Instead of hardcoding the API key in the notebook, I stored it safely in a .env
file. By connecting to Groq using the .env
key, I could programmatically prompt the model to assist in my analysis or article generation.
The .env
file is a plain text file that holds sensitive environment variables, such as: GROQ_API_KEY=your-secret-api-key
This file should be kept private and added to .gitignore
so it’s never committed to GitHub or shared accidentally.
Handling Missing Values
Missing values are one of the most common problems in real-world datasets. If not handled properly, they can lead to misleading results or errors during modeling. In this section, I’ll:
- Identify missing values in the dataset
- Understand which features are affected
- Decide on appropriate deletion and imputation strategies
I created .ipynb (I python notebook / jupyter notebook) named ) 0_handle_missing_values to handle the missing values. After Creating this notebook make sure you select the kernel on the right corner as the conda environment you created (churn-eda)
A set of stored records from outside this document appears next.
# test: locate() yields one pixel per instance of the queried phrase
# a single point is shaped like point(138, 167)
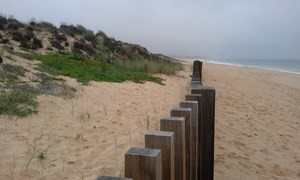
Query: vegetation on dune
point(19, 100)
point(69, 50)
point(83, 70)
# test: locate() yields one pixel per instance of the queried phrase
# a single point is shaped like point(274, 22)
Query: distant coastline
point(286, 66)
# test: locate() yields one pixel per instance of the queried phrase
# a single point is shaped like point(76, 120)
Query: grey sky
point(218, 29)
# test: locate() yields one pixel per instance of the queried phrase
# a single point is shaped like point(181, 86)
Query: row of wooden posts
point(183, 149)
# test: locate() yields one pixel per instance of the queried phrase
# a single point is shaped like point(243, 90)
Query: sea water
point(290, 66)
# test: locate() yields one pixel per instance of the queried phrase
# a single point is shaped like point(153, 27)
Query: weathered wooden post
point(163, 140)
point(186, 113)
point(111, 178)
point(198, 98)
point(197, 71)
point(176, 125)
point(143, 164)
point(207, 130)
point(194, 135)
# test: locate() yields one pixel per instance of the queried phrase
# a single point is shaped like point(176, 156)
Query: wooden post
point(208, 130)
point(194, 135)
point(143, 164)
point(197, 71)
point(186, 113)
point(196, 76)
point(163, 140)
point(111, 178)
point(198, 98)
point(200, 70)
point(176, 125)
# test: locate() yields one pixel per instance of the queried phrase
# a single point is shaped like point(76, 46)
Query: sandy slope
point(257, 126)
point(88, 135)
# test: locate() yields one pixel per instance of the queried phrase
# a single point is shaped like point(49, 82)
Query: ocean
point(290, 66)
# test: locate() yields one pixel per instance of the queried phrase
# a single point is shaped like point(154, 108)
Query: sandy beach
point(257, 126)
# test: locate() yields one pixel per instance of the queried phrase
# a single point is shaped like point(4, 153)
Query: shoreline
point(242, 66)
point(256, 126)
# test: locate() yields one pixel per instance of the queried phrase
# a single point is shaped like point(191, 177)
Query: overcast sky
point(217, 29)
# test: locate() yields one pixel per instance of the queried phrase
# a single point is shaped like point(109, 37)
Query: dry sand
point(257, 126)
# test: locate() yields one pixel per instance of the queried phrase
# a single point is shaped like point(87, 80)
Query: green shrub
point(56, 44)
point(36, 43)
point(13, 69)
point(59, 37)
point(87, 70)
point(53, 86)
point(18, 36)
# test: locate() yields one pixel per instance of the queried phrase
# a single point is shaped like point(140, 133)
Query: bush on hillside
point(70, 30)
point(56, 44)
point(29, 35)
point(59, 37)
point(36, 43)
point(17, 36)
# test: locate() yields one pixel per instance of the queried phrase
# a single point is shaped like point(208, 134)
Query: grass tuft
point(87, 70)
point(20, 100)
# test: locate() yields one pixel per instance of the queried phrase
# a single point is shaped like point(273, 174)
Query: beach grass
point(19, 100)
point(86, 70)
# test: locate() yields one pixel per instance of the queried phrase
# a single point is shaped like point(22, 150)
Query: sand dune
point(257, 126)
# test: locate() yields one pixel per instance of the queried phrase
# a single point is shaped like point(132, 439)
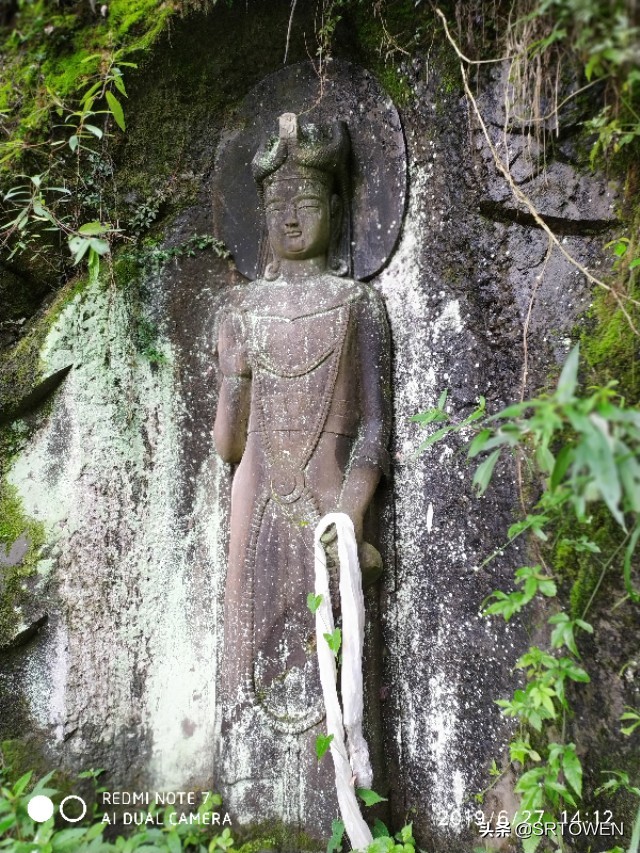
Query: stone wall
point(121, 472)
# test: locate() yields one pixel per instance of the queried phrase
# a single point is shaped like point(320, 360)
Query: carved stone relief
point(304, 412)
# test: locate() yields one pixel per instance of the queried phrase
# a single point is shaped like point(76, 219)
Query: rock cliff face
point(119, 472)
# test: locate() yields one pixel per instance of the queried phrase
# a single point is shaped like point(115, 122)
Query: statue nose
point(292, 215)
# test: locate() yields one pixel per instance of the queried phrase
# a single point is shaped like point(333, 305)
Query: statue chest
point(296, 347)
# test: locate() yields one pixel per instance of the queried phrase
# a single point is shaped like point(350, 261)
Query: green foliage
point(334, 640)
point(603, 37)
point(337, 836)
point(323, 742)
point(582, 453)
point(383, 842)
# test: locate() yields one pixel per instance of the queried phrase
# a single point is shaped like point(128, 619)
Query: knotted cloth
point(351, 761)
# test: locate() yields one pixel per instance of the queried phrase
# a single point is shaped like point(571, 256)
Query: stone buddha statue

In these notebooks markdowns are used to type text, documentation basically to understand what the code is all about. Code can be written in the code blocks and you can simply run each code separately to see whether your code is working or not, no need to compile the whole program.
Standard setup process
Before diving into any analysis, every data science notebook typically starts with a standard setup process. This foundational step ensures your environment is ready and your data is accessible. It usually involves two key tasks:
Install libraries and Import dependencies
I had already typed the libraries and APIs I needed in a requirments.txt file. Now it is easy to install all the libraries at once by typing the following command in a separate code block and run it. This ensures all required packages for data manipulation, visualization, and modeling are available.
!pip install -r requirements.txt
After installation, I imported all the necessary libraries at the top of your notebook for clean organization and easy access:

You need import os
anytime you want to access system-level settings or environment variables in Python. By typing os.getcwd()
you can get the Current Working Directory.
Loading the Dataset
The next step is to load the dataset you want to analyze.

pd.read_csv()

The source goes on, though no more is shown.